The murine beta-globin locus control region regulates the rate of transcription but not the hyperacetylation of histones at the active genes

Abstract

Locus control regions (LCRs) are defined by their ability to confer high-level tissue-specific expression to linked genes in transgenic assays. Previously, we reported that, at its native site, the murine beta-globin LCR is required for high-level beta-globin gene expression, but is not required to initiate an open chromatin conformation of the locus. To further investigate the mechanism of LCR-mediated transcriptional enhancement, we have analyzed allele-specific beta-globin expression and the pattern of histone acetylation in the presence and absence of the LCR. In single cells from mice heterozygous for a deletion of the LCR, beta-globin expression from the LCR-deleted allele is consistently low ( approximately 1-4% of wild type). Thus, the endogenous LCR enhances globin gene expression by increasing the rate of transcription from each linked allele rather than by increasing the probability of establishing transcription per se. Furthermore, in erythroid cells from mice homozygous for the highly expressing wild-type beta-globin locus, hyperacetylation of histones H3 and H4 is localized to the LCR and active genes. In mice homozygous for the LCR deletion reduced histone hyperacetylation is observed in LCR proximal sequences; however, deletion of the LCR has no effect on the localized hyperacetylation of the genes. Together, our results suggest that, in its native genomic context, the LCR follows the rate model of enhancer function, and that the developmentally specific hyperacetylation of the globin genes is independent of both the rate of transcription and the presence of the LCR.

Figure 1

Transcription from individual β-globin alleles in ΔLCR and wt mice. RNA from mice heterozygotic for the Hbb^D allele (D), and the Hbb^S allele (S) was analyzed from individual reticulocytes by RT-PCR. The targeted deletion of the LCR deletion is on the D allele, whereas the S allele is wt. Representative samples of 10-cell pools (10), single cells (1), and no-cell controls (0) from wt D/S mice and ΔLCR-D/S mice are shown. WT D/S, wt D/S animals; ΔLCR-D/S, mutant ΔLCR-D/S mice. S and D mark the RT-PCR products from the S and D alleles, respectively.

Figure 2

Quantitation of transcription from individual β-globin alleles in ΔLCR and wt mice. The ratio of expression from the D allele to that from the S allele for wt D/S animals (WT) or mutant ΔLCR-D/S mice (ΔLCR).

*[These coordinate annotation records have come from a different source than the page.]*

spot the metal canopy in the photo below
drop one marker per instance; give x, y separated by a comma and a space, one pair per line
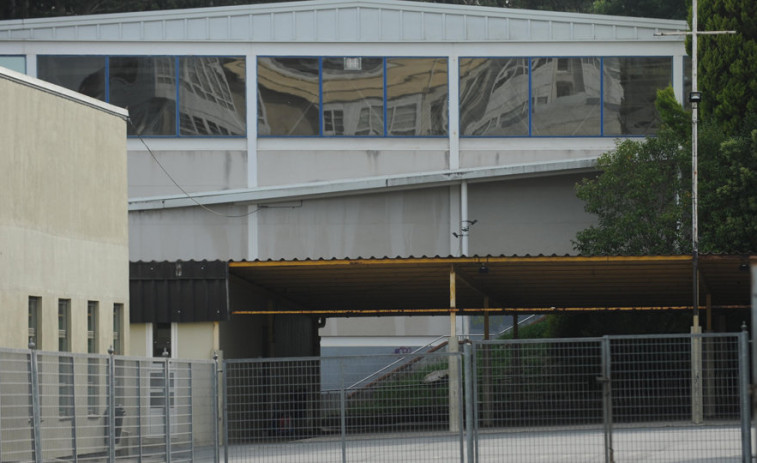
374, 286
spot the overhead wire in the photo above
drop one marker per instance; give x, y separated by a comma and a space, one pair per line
184, 191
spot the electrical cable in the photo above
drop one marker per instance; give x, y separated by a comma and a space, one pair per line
185, 192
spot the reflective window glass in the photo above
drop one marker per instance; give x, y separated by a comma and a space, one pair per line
687, 82
565, 97
630, 90
288, 96
417, 93
146, 86
353, 96
14, 63
83, 74
212, 96
494, 96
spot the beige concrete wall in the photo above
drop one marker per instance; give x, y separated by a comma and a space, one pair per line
63, 220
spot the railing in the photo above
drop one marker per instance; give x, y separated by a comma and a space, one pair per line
621, 398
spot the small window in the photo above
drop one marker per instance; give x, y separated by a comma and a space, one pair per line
118, 313
35, 306
64, 325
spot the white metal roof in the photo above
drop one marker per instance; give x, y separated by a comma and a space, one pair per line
61, 92
341, 21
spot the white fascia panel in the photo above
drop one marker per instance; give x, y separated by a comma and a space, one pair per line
433, 26
305, 26
476, 28
390, 26
347, 24
361, 186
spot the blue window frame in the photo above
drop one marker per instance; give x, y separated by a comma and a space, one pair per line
167, 96
352, 96
560, 96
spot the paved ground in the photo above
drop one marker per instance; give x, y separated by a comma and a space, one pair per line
674, 444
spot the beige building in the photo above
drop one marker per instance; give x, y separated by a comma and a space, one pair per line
64, 249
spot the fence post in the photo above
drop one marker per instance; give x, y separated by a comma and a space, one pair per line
697, 404
224, 408
469, 401
605, 380
214, 379
167, 392
746, 412
343, 411
111, 406
36, 416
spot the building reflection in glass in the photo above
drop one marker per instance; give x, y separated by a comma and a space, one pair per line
83, 74
353, 96
494, 96
211, 96
630, 90
146, 86
417, 96
356, 96
288, 96
565, 97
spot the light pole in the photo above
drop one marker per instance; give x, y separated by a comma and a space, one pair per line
695, 97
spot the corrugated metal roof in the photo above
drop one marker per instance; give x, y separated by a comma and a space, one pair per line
188, 291
516, 283
342, 21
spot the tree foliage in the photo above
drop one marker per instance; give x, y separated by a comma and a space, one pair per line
665, 9
17, 9
728, 188
639, 197
728, 63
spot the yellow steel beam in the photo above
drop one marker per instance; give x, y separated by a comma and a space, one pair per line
457, 260
463, 311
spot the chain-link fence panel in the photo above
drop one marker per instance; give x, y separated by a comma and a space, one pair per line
377, 408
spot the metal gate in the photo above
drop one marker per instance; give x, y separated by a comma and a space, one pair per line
368, 408
613, 399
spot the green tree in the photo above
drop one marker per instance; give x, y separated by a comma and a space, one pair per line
640, 198
728, 63
668, 9
728, 206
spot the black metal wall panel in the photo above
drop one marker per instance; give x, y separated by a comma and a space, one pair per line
181, 291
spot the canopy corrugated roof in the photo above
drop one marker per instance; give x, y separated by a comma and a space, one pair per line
342, 21
516, 283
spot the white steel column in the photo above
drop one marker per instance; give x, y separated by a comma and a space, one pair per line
251, 68
464, 221
454, 111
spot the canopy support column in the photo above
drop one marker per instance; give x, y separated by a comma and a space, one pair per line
453, 347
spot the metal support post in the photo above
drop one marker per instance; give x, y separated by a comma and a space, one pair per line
111, 406
191, 416
35, 411
167, 393
453, 347
214, 379
697, 402
470, 405
139, 409
343, 411
606, 381
746, 415
225, 411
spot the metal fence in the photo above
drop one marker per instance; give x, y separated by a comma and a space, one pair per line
62, 406
612, 399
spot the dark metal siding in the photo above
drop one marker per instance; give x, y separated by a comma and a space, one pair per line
179, 292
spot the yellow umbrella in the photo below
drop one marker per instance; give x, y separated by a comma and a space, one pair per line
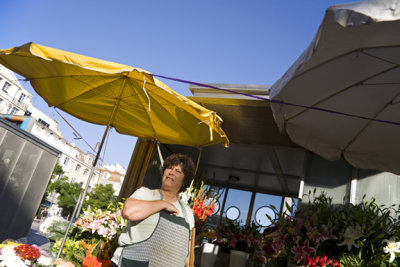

Data from 10-cell pools and individual cells are shown.

Figure 3

Analysis of histones H3 and H4 acetylation across the wt and ΔLCR mouse β-globin locus. Chromatin was immunoprecipitated with an Ab that detects all acetylated variants of histone H4 [aH4-Ac] and an Ab that detects acetylated lysines 9 and 14 of histone H3 [aH3-Ac]. Abundance of the mouse globin sequence was detected relative to the mouse amylase gene, which is hypoacetylated in erythroid cells (12). Duplex PCR was performed on the input and Ab-bound fraction from the chromatin IPs by using amylase- and βglobin-specific primers. In each set, the amylase amplification product is marked with an asterisk. The β-globin amplicons are numbered in 5′ to 3′ direction of the locus. Locations of the amplicons in the locus are shown in Fig. 4 and primer sequences are listed in Table 1. Quantification of the ratio of globin to amylase is pictured in Fig. 4 and reveals up to 25-fold enrichment of globin sequences in the bound fraction. The figure shows the amplification products from one of three independent experiments.

Figure 4

Quantification of duplex PCR results. Position of amplicons in the β-globin locus and quantification of chromatin IP results. The ratios of products obtained with the β-globin and amylase primers were determined for each input and Ab-bound sample for the wt and ΔLCR locus. The ratio for the bound fraction is normalized to the input to determine the relative level of enrichment. Enrichment of the globin sequences is reflected by a number >1. The x axis is drawn at 1, reflecting no enrichment. Shown are the averages of enrichment with standard deviation from three independent IPs.